Two long strides and Azik was standing over
me.


Who is this?”

I glared up at him from the flat of my back,
my hands raised protectively near my face. I couldn’t stop shaking,
from terror or fury or maybe both at once. My breath came fast, not
shallow. I hated him. Every fiber of his being. He was everything I
hated.

My voice gritted out through chattering
teeth, “I’m their vengeance.”

He laughed. The sound rattled and echoed
from inside him, as if it were welling up from a deep pit.


I am Vengeance,” he
hissed. “I am Retribution. I am Silence.”


For Silence you’re talking
an awful lot.”

Shut up, Merelin! Haven’t you learned your
lesson yet?

The hands flashed out, grabbed my wrists and
hauled me upright. I bit my lip on a cry of pain as my shoulder
twisted awkwardly. He flung me toward the center of the chamber,
where the awful green fire licked the stone floor. I caught my
balance just before I stumbled into the flames, and lifted my
head.

My eyes met Yatol’s. The anguish on his face
stole away my breath, and my throat closed on burning tears. We
looked at each other for what felt like an eternity, then he shook
his head slowly, just a little.
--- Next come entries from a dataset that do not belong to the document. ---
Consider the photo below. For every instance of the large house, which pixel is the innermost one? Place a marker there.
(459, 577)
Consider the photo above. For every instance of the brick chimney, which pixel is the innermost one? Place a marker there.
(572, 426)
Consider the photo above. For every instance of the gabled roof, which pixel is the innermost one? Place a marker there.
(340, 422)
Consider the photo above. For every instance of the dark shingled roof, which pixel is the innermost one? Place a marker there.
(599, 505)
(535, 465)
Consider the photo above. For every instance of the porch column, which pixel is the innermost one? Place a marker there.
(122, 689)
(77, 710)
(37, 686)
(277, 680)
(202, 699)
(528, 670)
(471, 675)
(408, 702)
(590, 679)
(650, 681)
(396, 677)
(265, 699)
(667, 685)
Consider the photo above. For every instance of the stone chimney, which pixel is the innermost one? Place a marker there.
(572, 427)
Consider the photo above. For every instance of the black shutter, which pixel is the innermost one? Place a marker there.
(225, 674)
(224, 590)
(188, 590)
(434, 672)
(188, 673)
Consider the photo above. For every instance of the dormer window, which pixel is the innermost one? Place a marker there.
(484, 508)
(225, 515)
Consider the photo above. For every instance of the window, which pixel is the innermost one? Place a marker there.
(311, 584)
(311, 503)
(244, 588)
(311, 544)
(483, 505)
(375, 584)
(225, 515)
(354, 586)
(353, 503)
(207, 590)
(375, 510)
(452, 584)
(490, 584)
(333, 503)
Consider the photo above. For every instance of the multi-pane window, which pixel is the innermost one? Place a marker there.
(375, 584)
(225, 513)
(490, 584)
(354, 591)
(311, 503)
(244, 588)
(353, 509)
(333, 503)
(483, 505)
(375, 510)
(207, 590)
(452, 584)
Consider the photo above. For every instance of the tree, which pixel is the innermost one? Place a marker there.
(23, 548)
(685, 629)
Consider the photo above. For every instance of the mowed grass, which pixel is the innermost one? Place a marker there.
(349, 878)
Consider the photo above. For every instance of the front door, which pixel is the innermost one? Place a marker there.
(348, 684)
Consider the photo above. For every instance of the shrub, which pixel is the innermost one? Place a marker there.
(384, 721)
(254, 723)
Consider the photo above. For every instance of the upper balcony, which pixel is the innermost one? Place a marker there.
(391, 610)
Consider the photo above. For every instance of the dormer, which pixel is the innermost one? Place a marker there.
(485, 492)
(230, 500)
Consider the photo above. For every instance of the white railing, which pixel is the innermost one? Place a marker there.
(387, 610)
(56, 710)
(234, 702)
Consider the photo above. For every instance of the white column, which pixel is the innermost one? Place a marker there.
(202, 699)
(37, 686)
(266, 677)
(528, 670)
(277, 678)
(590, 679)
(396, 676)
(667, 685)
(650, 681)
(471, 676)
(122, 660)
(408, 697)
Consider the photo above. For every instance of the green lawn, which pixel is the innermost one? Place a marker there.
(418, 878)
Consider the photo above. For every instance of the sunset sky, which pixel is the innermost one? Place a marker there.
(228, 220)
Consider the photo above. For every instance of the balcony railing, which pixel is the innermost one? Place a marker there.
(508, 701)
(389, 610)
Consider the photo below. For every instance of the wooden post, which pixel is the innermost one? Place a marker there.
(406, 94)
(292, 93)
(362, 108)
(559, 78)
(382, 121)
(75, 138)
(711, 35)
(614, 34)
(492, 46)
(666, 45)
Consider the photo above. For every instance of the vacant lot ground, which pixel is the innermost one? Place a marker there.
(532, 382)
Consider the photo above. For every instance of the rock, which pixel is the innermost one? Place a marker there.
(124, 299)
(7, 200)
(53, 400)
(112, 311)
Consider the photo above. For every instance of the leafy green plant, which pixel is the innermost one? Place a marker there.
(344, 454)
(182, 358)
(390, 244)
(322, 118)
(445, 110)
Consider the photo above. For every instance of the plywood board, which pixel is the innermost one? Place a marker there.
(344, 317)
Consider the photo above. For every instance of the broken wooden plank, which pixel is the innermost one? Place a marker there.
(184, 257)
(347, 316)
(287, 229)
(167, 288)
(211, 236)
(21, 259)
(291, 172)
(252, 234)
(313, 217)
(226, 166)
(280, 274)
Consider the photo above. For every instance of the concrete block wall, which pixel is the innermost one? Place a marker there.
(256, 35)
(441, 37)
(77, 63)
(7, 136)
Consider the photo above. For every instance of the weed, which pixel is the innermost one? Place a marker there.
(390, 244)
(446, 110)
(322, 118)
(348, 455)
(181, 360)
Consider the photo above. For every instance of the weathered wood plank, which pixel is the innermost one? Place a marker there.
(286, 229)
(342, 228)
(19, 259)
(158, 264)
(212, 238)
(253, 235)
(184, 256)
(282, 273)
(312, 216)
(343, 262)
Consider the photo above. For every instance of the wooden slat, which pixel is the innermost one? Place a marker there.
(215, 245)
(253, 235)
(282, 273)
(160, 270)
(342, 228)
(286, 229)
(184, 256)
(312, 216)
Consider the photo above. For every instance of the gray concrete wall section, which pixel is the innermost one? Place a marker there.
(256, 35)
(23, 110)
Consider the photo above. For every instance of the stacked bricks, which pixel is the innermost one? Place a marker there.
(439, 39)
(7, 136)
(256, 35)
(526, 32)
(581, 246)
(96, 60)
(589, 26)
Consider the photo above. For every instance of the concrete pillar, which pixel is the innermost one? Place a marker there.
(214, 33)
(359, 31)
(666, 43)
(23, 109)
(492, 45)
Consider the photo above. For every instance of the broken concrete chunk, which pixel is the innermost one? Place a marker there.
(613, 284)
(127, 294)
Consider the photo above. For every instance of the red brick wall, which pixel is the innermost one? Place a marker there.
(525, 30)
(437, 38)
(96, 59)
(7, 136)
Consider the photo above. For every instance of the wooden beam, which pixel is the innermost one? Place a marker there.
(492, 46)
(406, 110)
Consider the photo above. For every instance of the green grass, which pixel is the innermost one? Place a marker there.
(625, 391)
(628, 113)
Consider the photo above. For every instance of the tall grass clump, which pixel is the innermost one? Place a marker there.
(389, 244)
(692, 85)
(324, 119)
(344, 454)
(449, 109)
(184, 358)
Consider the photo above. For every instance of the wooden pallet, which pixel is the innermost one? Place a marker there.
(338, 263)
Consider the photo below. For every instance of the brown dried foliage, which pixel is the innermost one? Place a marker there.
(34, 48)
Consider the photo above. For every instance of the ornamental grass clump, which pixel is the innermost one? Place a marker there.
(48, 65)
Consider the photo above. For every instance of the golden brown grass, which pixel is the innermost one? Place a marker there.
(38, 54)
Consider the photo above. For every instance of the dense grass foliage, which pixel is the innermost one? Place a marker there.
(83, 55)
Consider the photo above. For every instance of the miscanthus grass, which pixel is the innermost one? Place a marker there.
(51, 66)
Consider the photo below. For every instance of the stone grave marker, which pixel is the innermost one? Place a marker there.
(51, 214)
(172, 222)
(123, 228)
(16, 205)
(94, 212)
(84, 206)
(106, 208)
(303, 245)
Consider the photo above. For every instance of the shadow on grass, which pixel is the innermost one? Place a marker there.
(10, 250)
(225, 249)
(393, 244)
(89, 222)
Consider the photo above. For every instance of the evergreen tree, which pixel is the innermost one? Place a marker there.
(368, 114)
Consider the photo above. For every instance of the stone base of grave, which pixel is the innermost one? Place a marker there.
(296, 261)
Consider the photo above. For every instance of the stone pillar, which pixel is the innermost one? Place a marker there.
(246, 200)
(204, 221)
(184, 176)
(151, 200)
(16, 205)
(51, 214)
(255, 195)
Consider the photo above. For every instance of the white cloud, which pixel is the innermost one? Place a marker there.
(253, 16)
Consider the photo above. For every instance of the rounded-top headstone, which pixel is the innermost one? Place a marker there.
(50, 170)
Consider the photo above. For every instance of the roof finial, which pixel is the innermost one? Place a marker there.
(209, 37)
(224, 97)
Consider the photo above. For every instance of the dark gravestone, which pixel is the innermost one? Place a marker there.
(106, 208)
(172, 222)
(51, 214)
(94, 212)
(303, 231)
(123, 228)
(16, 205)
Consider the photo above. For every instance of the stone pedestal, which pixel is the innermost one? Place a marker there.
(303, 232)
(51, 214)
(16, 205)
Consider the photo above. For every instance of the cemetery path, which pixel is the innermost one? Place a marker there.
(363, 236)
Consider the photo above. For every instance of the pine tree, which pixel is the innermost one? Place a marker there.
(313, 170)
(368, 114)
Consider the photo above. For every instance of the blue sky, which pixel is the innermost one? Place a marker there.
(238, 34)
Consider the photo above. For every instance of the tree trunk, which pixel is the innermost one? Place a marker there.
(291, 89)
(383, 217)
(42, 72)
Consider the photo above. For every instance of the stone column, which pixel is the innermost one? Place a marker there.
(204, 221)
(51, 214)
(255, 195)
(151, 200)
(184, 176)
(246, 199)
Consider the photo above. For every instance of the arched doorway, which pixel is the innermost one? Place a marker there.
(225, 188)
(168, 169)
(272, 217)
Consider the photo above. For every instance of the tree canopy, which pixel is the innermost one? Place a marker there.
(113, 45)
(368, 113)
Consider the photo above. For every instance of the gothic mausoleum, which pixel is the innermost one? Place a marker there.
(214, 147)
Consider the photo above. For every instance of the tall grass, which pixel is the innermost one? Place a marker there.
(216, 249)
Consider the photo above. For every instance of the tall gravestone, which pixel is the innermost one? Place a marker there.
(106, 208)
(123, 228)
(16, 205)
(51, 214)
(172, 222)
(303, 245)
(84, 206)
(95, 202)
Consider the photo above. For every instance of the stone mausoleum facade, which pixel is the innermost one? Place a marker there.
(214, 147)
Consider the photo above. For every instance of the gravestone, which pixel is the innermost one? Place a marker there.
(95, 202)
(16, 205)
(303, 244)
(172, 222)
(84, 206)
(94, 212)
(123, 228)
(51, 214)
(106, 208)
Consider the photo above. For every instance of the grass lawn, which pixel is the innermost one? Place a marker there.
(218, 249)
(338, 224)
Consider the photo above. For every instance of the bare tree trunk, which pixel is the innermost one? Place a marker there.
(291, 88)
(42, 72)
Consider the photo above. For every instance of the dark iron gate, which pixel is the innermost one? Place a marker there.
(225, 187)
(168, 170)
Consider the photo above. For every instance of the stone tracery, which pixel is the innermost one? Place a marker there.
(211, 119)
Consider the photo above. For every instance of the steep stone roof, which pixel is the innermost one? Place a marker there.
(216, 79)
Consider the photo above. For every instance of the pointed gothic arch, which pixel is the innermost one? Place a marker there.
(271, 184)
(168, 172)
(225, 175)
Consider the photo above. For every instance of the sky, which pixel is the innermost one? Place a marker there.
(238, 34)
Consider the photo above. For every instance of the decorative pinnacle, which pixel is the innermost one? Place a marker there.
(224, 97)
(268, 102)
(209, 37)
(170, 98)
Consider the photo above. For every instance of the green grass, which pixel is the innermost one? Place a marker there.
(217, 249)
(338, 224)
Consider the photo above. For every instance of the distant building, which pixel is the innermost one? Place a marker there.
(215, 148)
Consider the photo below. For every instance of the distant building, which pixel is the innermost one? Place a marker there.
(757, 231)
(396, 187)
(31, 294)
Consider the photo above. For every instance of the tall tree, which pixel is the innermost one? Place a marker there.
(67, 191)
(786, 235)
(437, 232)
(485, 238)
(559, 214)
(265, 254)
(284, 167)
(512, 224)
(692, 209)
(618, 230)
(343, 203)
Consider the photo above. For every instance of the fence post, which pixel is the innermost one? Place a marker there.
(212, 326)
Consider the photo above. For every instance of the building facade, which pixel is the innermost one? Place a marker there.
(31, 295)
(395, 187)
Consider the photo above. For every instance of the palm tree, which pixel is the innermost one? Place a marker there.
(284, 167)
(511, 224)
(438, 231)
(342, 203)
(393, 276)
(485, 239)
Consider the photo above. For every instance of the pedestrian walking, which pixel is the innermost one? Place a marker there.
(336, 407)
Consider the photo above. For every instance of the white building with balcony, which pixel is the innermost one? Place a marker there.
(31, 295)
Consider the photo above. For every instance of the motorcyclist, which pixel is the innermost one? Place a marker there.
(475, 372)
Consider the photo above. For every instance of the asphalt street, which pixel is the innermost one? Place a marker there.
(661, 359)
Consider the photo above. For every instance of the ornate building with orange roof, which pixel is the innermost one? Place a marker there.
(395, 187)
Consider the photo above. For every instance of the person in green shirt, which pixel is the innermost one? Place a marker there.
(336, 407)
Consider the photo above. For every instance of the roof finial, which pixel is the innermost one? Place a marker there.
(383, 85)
I forced myself to turn away, found
Damian staring at me too, with the same look of terror and grief
and anger. I wanted to tell him I was sorry, but couldn’t force my
lips to move.

Azik was behind me. I could tell without
glancing over my shoulder. I froze, closing my eyes. Suddenly his
hands fell on my shoulders and the most harrowing feeling shot
through me. My fingers and wrists arched convulsively, a hard
driving pain shooting down my arms like someone was firing a nail
gun into my nerves. Traces of blue electricity danced over my
knuckles.

In my mind I heard his voice, “What would
you give to save these two? They mean much to you, I can see.”

Cold nausea gripped me.
Oh God, no.
I
turned my gaze back to Yatol. No more grief or fear shone in his
eyes, only anger. His face was white with fury. Azik withdrew one
of his hands from my shoulder, dropping it down to the middle of my
back, exactly over the tender bruise. I braced myself, but no pain
came. After a moment a sluggish tugging crept into my veins,
starting at my fingers and toes, drawing back up my arms and legs.
It seized my face and slid down my neck.

I couldn’t breathe. My lungs pulled and
pulled, but the air just stuck in my mouth, like there was no hole
in my throat. I couldn’t even twitch a finger.


What would you
give?”

My vision rusted and clouded, while my
thoughts flickered from Yatol to Damian, wild and incoherent. The
thoughts seemed senseless to me, but the voice in my head hissed
with satisfaction. Then images began flashing into my mind – an
empty room in my house, an empty chair at the table. Emptiness in
my heart and a barren grey grave. Yatol, in a cell. His face
haggard. Gaunt. Skeletal. A skull on a pile of bones.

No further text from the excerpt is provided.